Former FBI honcho was 'Deep Throat'
published: Wednesday | June 1, 2005


Former FBI Deputy Director W. Mark Felt with his daughter Joan Felt (left) and grandson Nick Jones (right), look on from his home in Santa Rosa, California, yesterday. - REUTERS

SANTA ROSA, California (AP):

THE WASHINGTON Post said yesterday that a former FBI official, W. Mark Felt, was the confidential source known as 'Deep Throat' who provided the newspaper information that led to President Richard Nixon's impeachment investigation and eventual resignation.

The paper made its announcement on its website after Felt, 91 and living in California, talked to a lawyer who wrote a magazine article for Vanity Fair.

"The No. 2 guy from the FBI, that was a pretty good source," said Ben Bradlee, who had been the key editor at the Post in the Watergate era.

"I knew the paper was on the right track" in its investigative stories, Bradlee said, citing the "quality of the source."

Felt, the second-in-command at the FBI in the early 1970s, kept his secret even from his family for almost three decades before confiding he was Post reporter Bob Woodward's source on the Watergate scandal, according to a Vanity Fair article published yesterday.

"I'm the guy they used to call 'Deep Throat'," he was quoted as telling lawyer John D. O'Connor, author of the magazine article.

Felt, who lives in Santa Rosa, is said to be in poor mental and physical health because of a stroke.
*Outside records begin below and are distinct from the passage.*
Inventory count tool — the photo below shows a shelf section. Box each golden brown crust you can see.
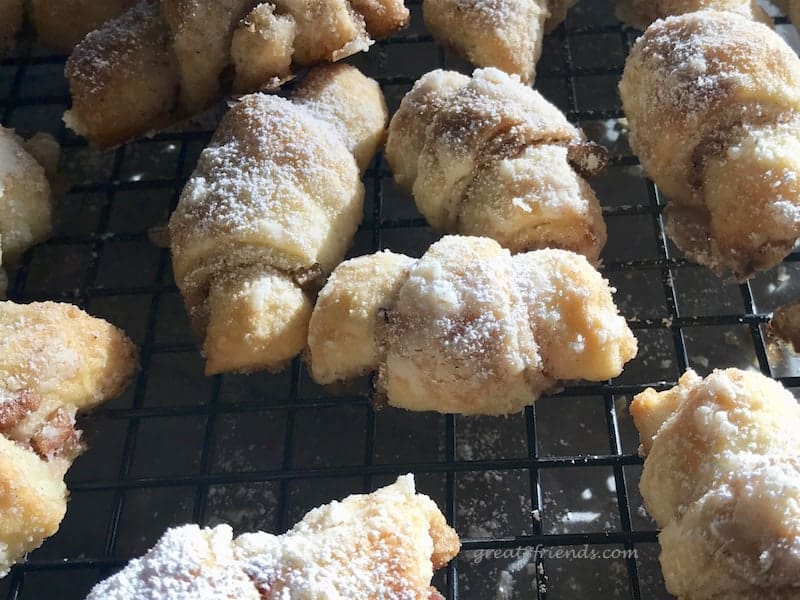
[28,0,137,53]
[0,302,136,575]
[620,11,800,279]
[308,236,636,414]
[631,369,800,600]
[64,0,180,148]
[423,0,575,83]
[65,0,407,147]
[0,127,58,276]
[386,69,606,262]
[87,475,461,600]
[170,65,387,374]
[617,0,773,29]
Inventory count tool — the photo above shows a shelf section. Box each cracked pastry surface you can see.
[620,11,800,280]
[308,236,636,414]
[386,69,606,261]
[422,0,577,83]
[87,475,460,600]
[170,65,387,374]
[0,302,136,575]
[64,0,409,148]
[631,369,800,600]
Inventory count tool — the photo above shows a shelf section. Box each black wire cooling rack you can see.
[0,0,800,600]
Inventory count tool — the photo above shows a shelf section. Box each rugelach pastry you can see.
[630,369,800,600]
[386,69,606,262]
[620,11,800,280]
[87,475,460,600]
[169,65,388,374]
[308,236,637,415]
[0,302,136,576]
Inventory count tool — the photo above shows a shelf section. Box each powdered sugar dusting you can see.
[88,475,459,600]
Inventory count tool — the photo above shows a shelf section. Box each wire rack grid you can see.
[0,0,800,600]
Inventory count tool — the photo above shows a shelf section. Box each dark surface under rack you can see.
[0,0,800,600]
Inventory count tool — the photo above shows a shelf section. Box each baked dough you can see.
[620,11,800,280]
[0,302,136,576]
[170,65,388,374]
[28,0,136,54]
[422,0,577,83]
[631,369,800,600]
[617,0,773,29]
[0,0,23,57]
[0,127,59,294]
[87,475,460,600]
[308,236,636,414]
[386,68,606,262]
[64,0,408,148]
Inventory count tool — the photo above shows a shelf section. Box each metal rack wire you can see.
[0,0,800,600]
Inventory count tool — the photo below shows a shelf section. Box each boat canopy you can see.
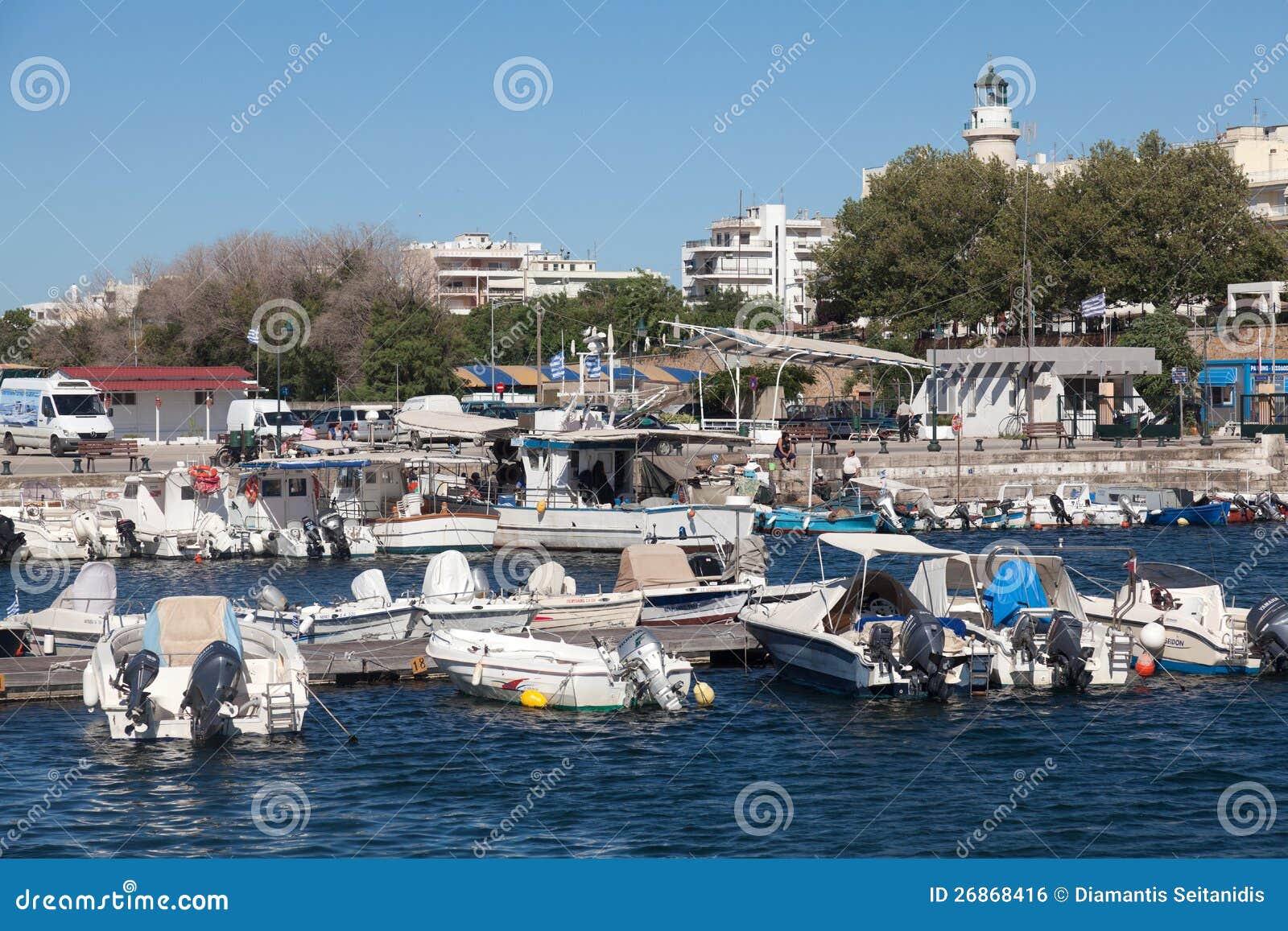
[53,562,116,614]
[241,457,371,472]
[143,595,242,665]
[818,533,966,559]
[613,543,698,591]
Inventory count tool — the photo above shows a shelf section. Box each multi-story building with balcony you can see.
[680,204,836,323]
[403,233,655,314]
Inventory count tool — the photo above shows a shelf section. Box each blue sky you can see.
[0,0,1288,307]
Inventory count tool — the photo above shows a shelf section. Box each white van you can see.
[228,398,304,439]
[0,377,112,455]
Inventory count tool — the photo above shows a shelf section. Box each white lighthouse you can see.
[962,64,1020,167]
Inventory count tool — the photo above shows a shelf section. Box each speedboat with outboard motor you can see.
[82,596,309,743]
[613,543,753,626]
[1080,555,1261,675]
[515,562,644,631]
[739,533,968,699]
[425,627,693,711]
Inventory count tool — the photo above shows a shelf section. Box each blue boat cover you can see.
[984,559,1051,627]
[143,599,242,665]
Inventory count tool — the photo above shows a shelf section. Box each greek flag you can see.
[1082,291,1105,318]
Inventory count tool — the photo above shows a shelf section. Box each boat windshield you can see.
[1136,562,1220,588]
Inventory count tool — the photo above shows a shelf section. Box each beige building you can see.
[403,233,661,314]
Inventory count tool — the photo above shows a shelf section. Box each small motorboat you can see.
[425,628,693,711]
[1080,559,1261,675]
[517,562,644,631]
[613,543,753,626]
[741,533,970,699]
[82,596,309,743]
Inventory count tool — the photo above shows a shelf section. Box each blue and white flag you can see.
[1082,291,1105,318]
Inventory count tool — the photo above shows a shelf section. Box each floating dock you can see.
[0,622,765,702]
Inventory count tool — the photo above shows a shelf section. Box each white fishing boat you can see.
[333,453,500,554]
[227,455,376,559]
[1082,558,1261,675]
[517,562,644,631]
[425,628,693,711]
[613,543,755,627]
[111,462,237,559]
[82,596,309,743]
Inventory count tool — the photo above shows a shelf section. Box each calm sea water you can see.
[0,527,1288,858]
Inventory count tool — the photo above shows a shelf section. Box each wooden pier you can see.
[0,624,765,702]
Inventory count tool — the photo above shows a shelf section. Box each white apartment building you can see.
[680,204,836,323]
[403,233,661,314]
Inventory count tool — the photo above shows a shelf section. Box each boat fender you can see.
[81,663,98,708]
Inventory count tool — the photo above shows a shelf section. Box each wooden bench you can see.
[76,439,139,472]
[784,425,836,455]
[1020,420,1073,449]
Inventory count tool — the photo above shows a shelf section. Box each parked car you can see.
[313,407,394,443]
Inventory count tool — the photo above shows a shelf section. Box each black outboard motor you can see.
[300,517,326,559]
[112,650,161,734]
[1248,595,1288,672]
[0,514,27,562]
[180,640,242,743]
[318,508,349,559]
[1047,611,1091,691]
[116,517,140,556]
[1047,493,1073,527]
[899,611,952,699]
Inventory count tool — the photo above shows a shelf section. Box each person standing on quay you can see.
[895,401,912,443]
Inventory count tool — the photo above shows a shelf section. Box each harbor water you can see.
[0,524,1288,858]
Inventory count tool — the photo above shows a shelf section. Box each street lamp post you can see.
[926,311,943,452]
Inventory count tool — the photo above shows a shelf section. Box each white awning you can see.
[685,327,930,369]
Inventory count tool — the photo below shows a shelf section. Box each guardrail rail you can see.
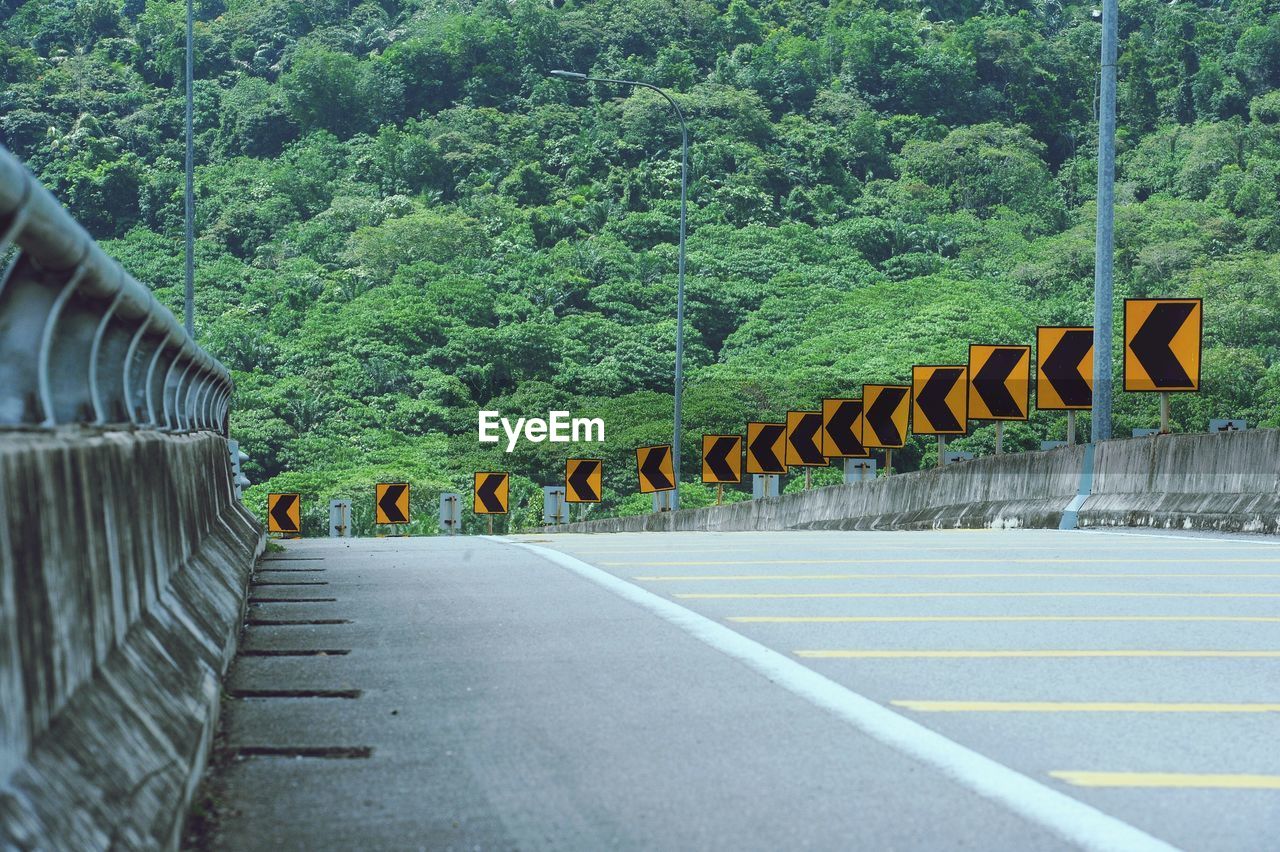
[0,146,234,436]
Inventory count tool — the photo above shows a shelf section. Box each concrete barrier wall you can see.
[0,429,264,849]
[1079,429,1280,533]
[561,430,1280,532]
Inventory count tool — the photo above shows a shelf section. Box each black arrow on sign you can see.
[1041,330,1093,406]
[1129,302,1196,389]
[865,388,906,446]
[707,438,737,481]
[271,494,298,532]
[787,413,827,464]
[751,423,787,471]
[827,399,867,455]
[915,367,964,432]
[378,485,408,523]
[476,473,507,514]
[640,446,675,491]
[970,349,1023,417]
[568,462,600,503]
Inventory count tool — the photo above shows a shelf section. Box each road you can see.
[192,531,1280,849]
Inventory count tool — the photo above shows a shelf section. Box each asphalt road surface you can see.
[204,531,1280,851]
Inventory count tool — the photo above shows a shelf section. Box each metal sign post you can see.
[329,500,351,539]
[1208,418,1248,432]
[751,473,781,500]
[440,491,462,536]
[845,458,876,485]
[543,485,568,527]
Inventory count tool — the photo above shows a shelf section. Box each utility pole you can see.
[184,0,196,339]
[1092,0,1120,444]
[549,70,689,510]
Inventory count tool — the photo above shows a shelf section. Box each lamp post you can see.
[550,70,689,509]
[183,0,196,339]
[1091,0,1119,444]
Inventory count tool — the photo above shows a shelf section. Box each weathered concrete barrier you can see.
[0,429,264,849]
[1079,429,1280,533]
[559,430,1280,532]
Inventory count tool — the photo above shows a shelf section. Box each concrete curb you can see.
[555,430,1280,533]
[0,432,265,849]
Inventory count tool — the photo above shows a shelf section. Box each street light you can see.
[550,70,689,509]
[1089,0,1119,444]
[183,0,196,340]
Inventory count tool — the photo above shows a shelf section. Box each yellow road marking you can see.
[673,592,1280,600]
[890,701,1280,713]
[1050,771,1280,789]
[727,615,1280,624]
[795,649,1280,660]
[632,571,1280,583]
[600,554,1280,568]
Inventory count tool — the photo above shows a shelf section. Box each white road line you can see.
[496,536,1176,852]
[1073,527,1280,548]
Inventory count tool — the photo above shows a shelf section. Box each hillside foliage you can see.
[0,0,1280,532]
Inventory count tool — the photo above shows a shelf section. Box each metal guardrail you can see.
[0,146,233,435]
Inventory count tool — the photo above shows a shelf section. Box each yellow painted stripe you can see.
[1050,770,1280,789]
[795,649,1280,660]
[727,615,1280,624]
[890,701,1280,713]
[673,592,1280,600]
[600,554,1280,568]
[645,571,1280,583]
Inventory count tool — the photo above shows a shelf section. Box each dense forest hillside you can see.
[0,0,1280,532]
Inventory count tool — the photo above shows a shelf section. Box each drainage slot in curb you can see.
[244,618,351,627]
[227,690,360,698]
[236,746,374,760]
[239,647,351,656]
[248,597,338,605]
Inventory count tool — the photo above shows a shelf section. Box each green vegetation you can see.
[0,0,1280,532]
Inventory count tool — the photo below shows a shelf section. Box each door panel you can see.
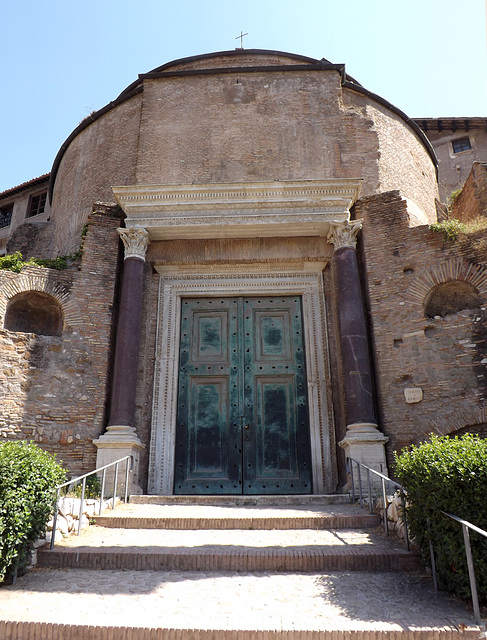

His family did not immediately make him available for comment, asking the news media to respect his privacy "in view of his age and health."

Woodward, fellow reporter Carl Bernstein, and Bradlee, their former boss at the Post, had long maintained they would never go public with the identity of Deep Throat until after his death.

Felt's family members said the account was true.

"The family believes that my grandfather, Mark Felt Sr., is a great American hero who went well above and beyond the call of duty at much risk to himself to save his country from a horrible injustice," a family statement read by grandson Nick Jones said. "We all sincerely hope the country will see him this way as well."

The existence of Deep Throat, nicknamed for an X-rated movie of the early 1970s, was revealed in Woodward and Bernstein's best-selling book All the President's Men.

A hit movie starring Robert Redford as Woodward, Dustin Hoffman as Bernstein and Hal Holbrook as Deep Throat was made in 1976. In the film, Holbrook's shadowy, cigarette-smoking character would meet Redford in dark parking garages and provide clues about the scandal.